# Unequal sample sizes: When to call it quits

I’m peer reviewing an academic journal article and the authors wrote the following as justification for not reporting any inferential statistics (I deidentified the nature of the two groups):

In total, 25 of the 2,349 (1.1%) respondents reported X. We appropriately refrain from presenting analyses that statistically compare group X to group Y (the other 2,324 participants) since those results could be heavily driven by chance with an outcome this rare.

My question is are the authors of this study justified in throwing in the towel with respect to comparing groups? If not, what might I recommend to them?
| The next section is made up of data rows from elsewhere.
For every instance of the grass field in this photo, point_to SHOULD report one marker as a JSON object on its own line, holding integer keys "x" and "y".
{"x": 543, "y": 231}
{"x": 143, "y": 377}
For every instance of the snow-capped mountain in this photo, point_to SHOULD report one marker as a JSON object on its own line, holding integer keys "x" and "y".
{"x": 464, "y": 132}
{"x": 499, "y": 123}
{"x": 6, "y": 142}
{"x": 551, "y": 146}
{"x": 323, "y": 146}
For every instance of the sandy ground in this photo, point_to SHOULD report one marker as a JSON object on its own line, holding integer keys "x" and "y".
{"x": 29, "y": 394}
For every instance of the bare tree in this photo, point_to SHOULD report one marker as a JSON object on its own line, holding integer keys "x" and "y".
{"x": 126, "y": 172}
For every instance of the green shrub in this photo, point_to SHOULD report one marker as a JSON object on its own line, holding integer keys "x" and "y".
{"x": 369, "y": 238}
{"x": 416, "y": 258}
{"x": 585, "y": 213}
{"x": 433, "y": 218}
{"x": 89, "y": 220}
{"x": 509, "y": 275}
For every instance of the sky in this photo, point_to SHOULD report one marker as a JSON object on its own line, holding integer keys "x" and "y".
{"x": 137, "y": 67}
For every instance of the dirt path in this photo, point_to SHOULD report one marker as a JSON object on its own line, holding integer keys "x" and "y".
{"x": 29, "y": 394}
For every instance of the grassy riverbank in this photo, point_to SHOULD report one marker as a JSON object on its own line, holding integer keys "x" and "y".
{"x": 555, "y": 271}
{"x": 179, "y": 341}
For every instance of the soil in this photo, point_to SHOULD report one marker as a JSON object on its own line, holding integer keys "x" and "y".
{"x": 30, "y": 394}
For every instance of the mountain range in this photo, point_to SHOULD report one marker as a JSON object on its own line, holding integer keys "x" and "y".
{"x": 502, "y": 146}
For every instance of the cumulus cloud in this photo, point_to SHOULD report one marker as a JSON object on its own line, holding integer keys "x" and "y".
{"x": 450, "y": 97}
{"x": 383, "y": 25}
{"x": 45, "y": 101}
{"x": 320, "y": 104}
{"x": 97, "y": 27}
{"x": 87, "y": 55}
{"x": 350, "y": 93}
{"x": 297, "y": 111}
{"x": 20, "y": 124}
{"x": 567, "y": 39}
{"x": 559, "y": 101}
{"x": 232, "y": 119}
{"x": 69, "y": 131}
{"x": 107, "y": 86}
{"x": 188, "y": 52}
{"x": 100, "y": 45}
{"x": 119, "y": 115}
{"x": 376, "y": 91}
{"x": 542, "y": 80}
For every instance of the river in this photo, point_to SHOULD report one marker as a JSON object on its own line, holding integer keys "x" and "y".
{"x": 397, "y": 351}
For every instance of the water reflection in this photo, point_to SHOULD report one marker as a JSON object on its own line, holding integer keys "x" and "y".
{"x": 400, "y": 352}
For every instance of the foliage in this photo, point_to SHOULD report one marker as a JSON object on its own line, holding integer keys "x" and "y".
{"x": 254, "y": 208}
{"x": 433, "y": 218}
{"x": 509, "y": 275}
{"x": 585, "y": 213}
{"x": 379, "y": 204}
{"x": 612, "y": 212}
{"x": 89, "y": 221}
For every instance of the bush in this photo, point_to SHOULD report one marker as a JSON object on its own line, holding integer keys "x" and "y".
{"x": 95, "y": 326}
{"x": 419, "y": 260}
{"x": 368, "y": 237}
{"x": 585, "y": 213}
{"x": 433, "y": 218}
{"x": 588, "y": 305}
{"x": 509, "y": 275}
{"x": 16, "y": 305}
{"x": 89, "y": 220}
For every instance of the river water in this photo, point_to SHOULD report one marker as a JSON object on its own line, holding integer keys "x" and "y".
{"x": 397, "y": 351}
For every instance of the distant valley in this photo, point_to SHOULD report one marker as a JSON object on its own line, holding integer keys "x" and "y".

On the other hand, type II error rates very much will be affected by highly unequal $n$s. This will be true no matter what the test (e.g., the $t$-test, Mann-Whitney $U$-test, or $z$-test for equality of proportions will all be affected in this way). For an example of this, see my answer here: How should one interpret the comparison of means from different sample sizes? Thus, they may well be “justified in throwing in the towel” with respect to this issue. (Specifically, if you expect to get a non-significant result whether the effect is real or not, what is the point of the test?)
As the sample sizes diverge, statistical power will converge to $\alpha$. This fact actually leads to a different suggestion, which I suspect few people have ever heard of and would probably have trouble getting past reviewers (no offense intended): a compromise power analysis. The idea is relatively straightforward: In any power analysis, $\alpha$, $\beta$, $n_1$, $n_2$, and the effect size $d$, exist in relationship to each other. Having specified all but one, you can solve for the last. Typically, people do what is called an a-priori power analysis, in which you solve for $N$ (generally you are assuming $n_1=n_2$). On the other hand, you can fix $n_1$, $n_2$, and $d$, and solve for $\alpha$ (or equivalently $\beta$), if you specify the ratio of type I to type II error rates that you are willing to live with. Conventionally, $\alpha=.05$ and $\beta=.20$, so you are saying that type I errors are four times worse than type I errors. Of course, a given researcher might disagree with that, but having specified a given ratio, you can solve for what $\alpha$ you should be using in order to possibly maintain some adequate power. This approach is a logically valid option for the researchers in this situation, although I acknowledge the exoticness of this approach may make it a tough sell in the larger research community that probably has never heard of such a thing.